In other words, if you’re a farmer who plants only soybeans on relatively few acres, you’re probably in trouble.
Harvest Public Media’s Jonathan Ahl examines the three sizes of soybean players: small, medium and large.
Large agribusinesses have worldwide sources and markets in lots of countries, and even medium-sized farmers in the U.S. have diversified enough to stay afloat.
That’s the case for Robert Alpers, a farmer in the central Missouri town of Prairie Home. He farms 4,000 acres, about half soybeans, half corn.

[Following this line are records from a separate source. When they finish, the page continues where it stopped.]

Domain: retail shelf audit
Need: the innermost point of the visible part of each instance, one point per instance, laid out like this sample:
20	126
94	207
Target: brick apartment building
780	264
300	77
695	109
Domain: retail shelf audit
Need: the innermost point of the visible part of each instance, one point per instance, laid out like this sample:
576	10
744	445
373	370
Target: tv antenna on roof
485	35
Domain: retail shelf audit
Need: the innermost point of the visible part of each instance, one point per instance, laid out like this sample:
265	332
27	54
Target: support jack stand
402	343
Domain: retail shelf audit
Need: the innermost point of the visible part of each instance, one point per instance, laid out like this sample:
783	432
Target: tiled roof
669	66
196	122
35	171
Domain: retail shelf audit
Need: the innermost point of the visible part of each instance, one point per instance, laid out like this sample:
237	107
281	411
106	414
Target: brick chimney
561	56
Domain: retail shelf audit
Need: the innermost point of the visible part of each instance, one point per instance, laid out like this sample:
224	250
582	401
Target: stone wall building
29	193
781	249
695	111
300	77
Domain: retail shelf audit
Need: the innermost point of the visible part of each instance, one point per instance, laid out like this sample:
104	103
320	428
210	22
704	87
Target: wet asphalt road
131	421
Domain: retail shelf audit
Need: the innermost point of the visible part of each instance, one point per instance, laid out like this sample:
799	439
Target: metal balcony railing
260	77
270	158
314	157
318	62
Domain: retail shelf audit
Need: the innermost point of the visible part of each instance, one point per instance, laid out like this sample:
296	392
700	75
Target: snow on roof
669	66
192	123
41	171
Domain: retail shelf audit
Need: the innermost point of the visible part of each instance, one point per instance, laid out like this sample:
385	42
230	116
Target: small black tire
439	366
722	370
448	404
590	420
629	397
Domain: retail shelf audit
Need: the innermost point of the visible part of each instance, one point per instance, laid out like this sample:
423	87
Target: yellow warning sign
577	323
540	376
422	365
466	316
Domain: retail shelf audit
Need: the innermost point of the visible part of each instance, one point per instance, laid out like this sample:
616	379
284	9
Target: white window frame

But his family also has a 550-head cattle operation and a side business of making and fixing farm necessities equipment like feeding troughs and livestock gates.
The trade war and subsequent rough soybean market has had a negative impact on his family, but those other sources of income and the size of his operation has mitigated some of the pain.
“Our family’s fortunate enough, we’ve got over 300,000 bushels of storage,” Alpers said while taking a break from tending to newborn calves. “So we’re able to hold our crop for a better price. We’ve got livestock, and the corn market has moved up a little, so we have moved some corn on the cash market.”
Alpers said between diversification and the tariff bailout payments from the U.S. Department of Agriculture, he’s in a good spot, but most of his friends and neighbors aren’t as lucky.
They’ll have to make some difficult decisions this year, he said, because farmers don’t suddenly go bankrupt. They start cutting, borrowing more and eventually get in over their heads. And the low prices and lack of market access due to the tariffs are the kind of thing that can get that ball rolling.
Even with his storage, cattle business and corn crop, Alpers said if there’s another round tariffs, he’ll be forced to make tough decisions. But it won’t sink him.
“This farm has been in my family for almost a century. And we have plans to keep that going,” he said.
Protected by a global reach
Alpers also knows that large agribusinesses, the ones that buy, sell and process soybeans, will be fine.
“The CEOs of the big companies, they’re not sitting there in their offices twiddling their thumbs,” he said, “they’re trying to move product, somewhere.”
Cargill, Archer Daniels Midland, Bayer and even CropLife America, the trade group that represents the industry, declined Harvest Public Media’s requests to comment.
But Cargill CEO David MacLennan told Yahoo Finance in late January that the company has “had to shift supply chains from North America to South America” — buying instead soybeans from Brazil and Argentina.
Those places, Westhoff noted, aren’t in a trade war with China, and are markets that the multinational corporations already work in.
“South American soybeans are going to be capturing a premium in the Chinese market than would they would have had, had it not been for the tariffs,” he said.
Large agribusiness companies are lobbying the Trump administration for an end to the trade war so U.S. soybeans can fully return to the Chinese market. Cargill’s MacLennan specifically said in an January interview with Bloomberg that it’s in his company’s best interests to protect North American farmers.
But as the tariffs continue, how long anyone in the soybean business will be able to last depends on how big they are.